In accordance with the above definition of “improvement,” the administration of antidepressant or tranquilizing drugs which are expected to alleviate significantly a patient's psychotic or neurotic symptoms is termed active treatment (assuming that the other elements of the definition are met). The administration of a drug or drugs does not of itself necessarily constitute active treatment. Thus, the use of mild tranquilizers or sedatives solely for the purpose of relieving anxiety or insomnia does not constitute active treatment.
4. Services supervised and evaluated by physician
a. Participation requirement
Physician participation in the services is an essential ingredient of active treatment. The physician must serve as a source of information and guidance for all members of the therapeutic team who work directly with the patient in various roles. It is the responsibility of the physician to evaluate periodically the therapeutic program and to determine the extent to which treatment goals are being realized and whether changes in direction or emphasis are needed.

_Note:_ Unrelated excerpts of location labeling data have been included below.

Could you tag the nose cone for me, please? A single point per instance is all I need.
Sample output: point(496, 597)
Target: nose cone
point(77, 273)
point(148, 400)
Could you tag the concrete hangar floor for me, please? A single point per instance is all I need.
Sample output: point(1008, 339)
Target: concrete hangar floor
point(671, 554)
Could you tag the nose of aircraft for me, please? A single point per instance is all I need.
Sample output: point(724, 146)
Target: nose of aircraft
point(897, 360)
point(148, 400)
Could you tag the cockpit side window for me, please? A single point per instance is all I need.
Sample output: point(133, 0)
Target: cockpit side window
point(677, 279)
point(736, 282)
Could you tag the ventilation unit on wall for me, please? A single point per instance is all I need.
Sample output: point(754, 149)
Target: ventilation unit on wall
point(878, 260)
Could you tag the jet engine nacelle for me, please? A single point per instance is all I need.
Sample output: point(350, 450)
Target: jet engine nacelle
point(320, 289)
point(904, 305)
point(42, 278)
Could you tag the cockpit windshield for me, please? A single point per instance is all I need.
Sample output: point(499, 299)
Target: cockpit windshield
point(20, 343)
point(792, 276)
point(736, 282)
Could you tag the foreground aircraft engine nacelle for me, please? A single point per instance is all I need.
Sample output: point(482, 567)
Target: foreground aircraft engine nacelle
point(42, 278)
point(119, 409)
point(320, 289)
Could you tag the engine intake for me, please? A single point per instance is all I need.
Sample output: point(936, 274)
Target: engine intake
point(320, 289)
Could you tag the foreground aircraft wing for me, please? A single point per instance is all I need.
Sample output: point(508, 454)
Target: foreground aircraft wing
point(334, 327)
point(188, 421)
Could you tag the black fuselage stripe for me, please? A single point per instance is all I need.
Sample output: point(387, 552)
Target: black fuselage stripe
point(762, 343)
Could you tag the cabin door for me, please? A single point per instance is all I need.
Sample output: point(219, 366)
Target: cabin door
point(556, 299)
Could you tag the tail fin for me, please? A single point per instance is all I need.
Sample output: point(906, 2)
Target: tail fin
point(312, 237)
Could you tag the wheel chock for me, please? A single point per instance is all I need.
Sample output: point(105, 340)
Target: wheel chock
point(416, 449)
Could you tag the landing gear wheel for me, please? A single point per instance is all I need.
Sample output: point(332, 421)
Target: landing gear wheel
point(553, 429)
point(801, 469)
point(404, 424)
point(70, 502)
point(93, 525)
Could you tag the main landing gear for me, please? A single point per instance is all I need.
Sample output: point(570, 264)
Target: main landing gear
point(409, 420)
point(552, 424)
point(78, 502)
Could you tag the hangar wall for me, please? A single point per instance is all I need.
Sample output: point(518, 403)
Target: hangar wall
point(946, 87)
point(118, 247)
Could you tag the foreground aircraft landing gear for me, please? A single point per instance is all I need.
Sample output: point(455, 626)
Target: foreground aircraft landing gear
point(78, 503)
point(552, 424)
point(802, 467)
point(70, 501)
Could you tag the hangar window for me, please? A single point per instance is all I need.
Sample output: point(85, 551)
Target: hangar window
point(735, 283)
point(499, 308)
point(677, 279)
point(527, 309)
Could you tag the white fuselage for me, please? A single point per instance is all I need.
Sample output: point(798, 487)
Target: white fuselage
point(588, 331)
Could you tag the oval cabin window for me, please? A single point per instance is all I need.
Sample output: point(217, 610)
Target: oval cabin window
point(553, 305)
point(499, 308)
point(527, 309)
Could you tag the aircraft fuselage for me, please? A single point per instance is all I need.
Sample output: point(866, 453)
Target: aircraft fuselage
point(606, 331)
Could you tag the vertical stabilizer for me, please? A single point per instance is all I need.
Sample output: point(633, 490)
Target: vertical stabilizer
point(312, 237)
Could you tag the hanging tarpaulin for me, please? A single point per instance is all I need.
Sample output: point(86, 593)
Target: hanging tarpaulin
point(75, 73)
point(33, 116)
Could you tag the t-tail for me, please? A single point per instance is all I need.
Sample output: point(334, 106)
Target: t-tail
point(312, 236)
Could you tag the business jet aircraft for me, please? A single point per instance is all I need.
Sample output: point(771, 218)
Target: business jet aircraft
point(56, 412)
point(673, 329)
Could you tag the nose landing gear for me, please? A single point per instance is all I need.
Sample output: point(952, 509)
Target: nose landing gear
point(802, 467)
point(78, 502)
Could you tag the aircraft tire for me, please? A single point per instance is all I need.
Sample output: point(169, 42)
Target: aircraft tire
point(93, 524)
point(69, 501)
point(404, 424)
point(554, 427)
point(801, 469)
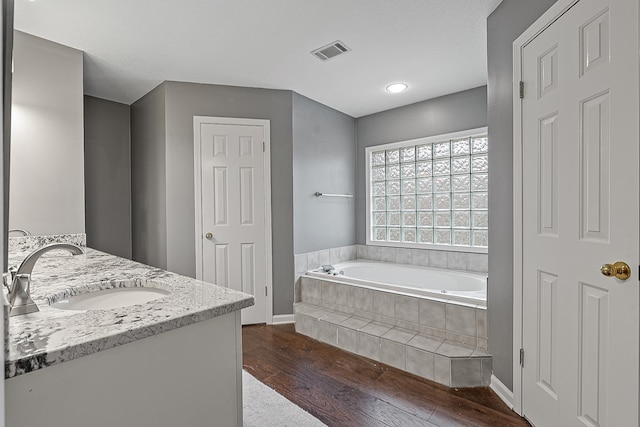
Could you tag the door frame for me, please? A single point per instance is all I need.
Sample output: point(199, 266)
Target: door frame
point(266, 126)
point(549, 17)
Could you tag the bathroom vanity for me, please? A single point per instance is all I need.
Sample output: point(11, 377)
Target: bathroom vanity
point(175, 360)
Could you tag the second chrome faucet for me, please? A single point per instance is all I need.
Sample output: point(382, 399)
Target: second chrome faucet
point(20, 299)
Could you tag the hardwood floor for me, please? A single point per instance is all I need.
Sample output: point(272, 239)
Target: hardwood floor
point(343, 389)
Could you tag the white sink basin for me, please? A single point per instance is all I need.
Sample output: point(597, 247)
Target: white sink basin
point(105, 299)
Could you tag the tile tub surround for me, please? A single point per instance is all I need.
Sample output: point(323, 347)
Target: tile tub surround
point(436, 340)
point(425, 257)
point(53, 336)
point(311, 260)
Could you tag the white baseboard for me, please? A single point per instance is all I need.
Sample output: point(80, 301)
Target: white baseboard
point(502, 391)
point(281, 319)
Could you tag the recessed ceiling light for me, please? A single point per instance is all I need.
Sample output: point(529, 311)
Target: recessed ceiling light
point(397, 87)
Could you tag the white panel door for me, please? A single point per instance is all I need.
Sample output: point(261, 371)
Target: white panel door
point(233, 211)
point(580, 210)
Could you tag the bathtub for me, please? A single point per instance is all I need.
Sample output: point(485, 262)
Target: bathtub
point(452, 286)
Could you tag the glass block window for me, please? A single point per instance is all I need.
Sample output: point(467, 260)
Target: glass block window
point(430, 192)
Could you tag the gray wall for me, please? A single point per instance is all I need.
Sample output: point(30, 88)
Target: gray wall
point(450, 113)
point(185, 100)
point(47, 174)
point(107, 178)
point(324, 159)
point(504, 25)
point(148, 179)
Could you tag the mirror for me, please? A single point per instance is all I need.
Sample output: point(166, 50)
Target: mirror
point(46, 194)
point(7, 43)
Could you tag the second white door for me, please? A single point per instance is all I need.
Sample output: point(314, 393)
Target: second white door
point(580, 211)
point(233, 205)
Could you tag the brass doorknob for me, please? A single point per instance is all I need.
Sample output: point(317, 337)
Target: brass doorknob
point(620, 269)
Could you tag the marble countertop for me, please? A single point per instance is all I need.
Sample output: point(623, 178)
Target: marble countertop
point(53, 336)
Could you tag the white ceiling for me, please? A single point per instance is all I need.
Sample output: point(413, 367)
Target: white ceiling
point(436, 46)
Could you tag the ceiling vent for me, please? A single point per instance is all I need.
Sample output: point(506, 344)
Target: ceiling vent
point(330, 51)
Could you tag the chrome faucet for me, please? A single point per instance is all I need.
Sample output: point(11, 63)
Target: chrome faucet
point(21, 231)
point(20, 290)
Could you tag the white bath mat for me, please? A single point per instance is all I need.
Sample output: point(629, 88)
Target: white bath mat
point(264, 407)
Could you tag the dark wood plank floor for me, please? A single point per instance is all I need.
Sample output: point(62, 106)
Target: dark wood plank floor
point(343, 389)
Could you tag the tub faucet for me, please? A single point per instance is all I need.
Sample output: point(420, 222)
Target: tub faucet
point(20, 290)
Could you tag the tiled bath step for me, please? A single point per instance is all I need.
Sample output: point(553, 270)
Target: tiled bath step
point(446, 362)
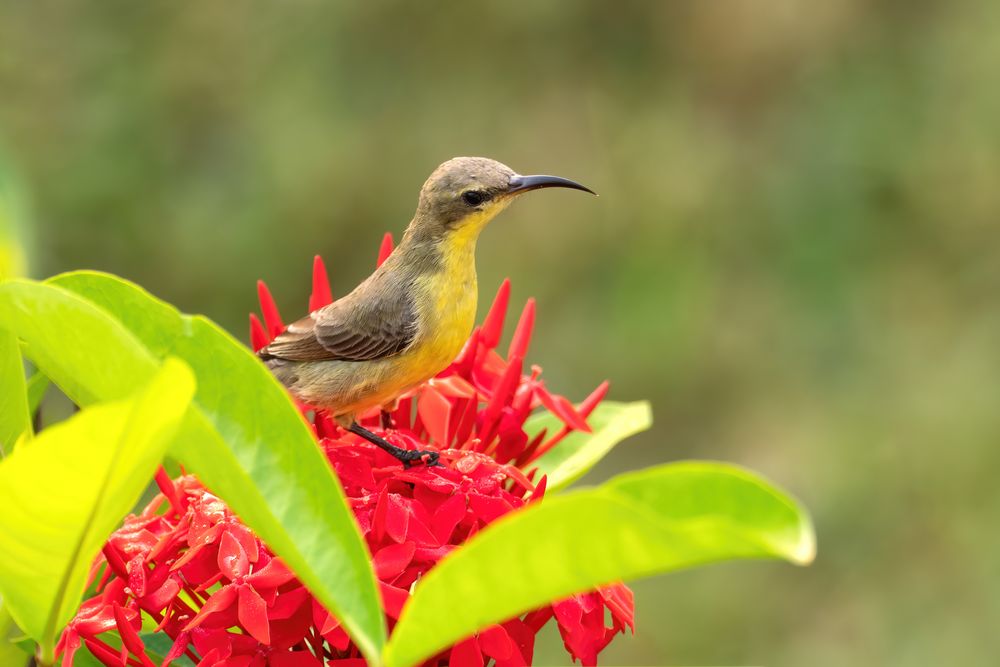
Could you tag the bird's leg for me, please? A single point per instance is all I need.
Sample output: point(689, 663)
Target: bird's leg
point(407, 456)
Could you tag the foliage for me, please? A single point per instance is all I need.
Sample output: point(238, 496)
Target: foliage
point(63, 494)
point(102, 340)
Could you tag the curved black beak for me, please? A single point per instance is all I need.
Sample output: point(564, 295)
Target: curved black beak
point(520, 184)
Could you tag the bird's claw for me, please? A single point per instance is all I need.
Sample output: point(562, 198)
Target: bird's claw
point(425, 456)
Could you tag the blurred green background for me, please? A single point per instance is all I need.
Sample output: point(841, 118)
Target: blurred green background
point(794, 254)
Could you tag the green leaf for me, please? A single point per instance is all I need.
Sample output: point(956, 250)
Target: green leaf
point(659, 520)
point(266, 466)
point(10, 652)
point(15, 418)
point(66, 492)
point(578, 452)
point(38, 384)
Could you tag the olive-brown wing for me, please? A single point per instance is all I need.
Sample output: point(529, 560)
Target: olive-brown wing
point(345, 333)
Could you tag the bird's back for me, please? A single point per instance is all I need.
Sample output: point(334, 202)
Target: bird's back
point(401, 326)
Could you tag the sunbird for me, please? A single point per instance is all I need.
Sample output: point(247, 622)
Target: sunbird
point(410, 318)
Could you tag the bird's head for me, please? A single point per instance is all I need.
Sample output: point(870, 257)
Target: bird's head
point(465, 193)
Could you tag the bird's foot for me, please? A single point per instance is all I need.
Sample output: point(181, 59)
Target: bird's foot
point(407, 457)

A finding that a patient is not receiving active treatment does not in itself preclude payment for physicians' services under Part B. As long as the professional services rendered by the physician are reasonable and necessary for the care of the patient, such services are reimbursable under the medical insurance program.
b. Principles for evaluating a period of active treatment
The period of time covered by the physician's certification is referred to as a “period of active treatment.” This period includes all days on which the inpatient psychiatric hospital services were provided because of the individual's need for active treatment—not just the days on which specific therapeutic or diagnostic services were rendered. For example, a patient's program of treatment may necessitate the discontinuance of therapy for a period of time or it may include a period of observation, while only maintenance or protective services are furnished. If such periods were essential to the overall treatment plan, they are regarded as part of the period of active treatment.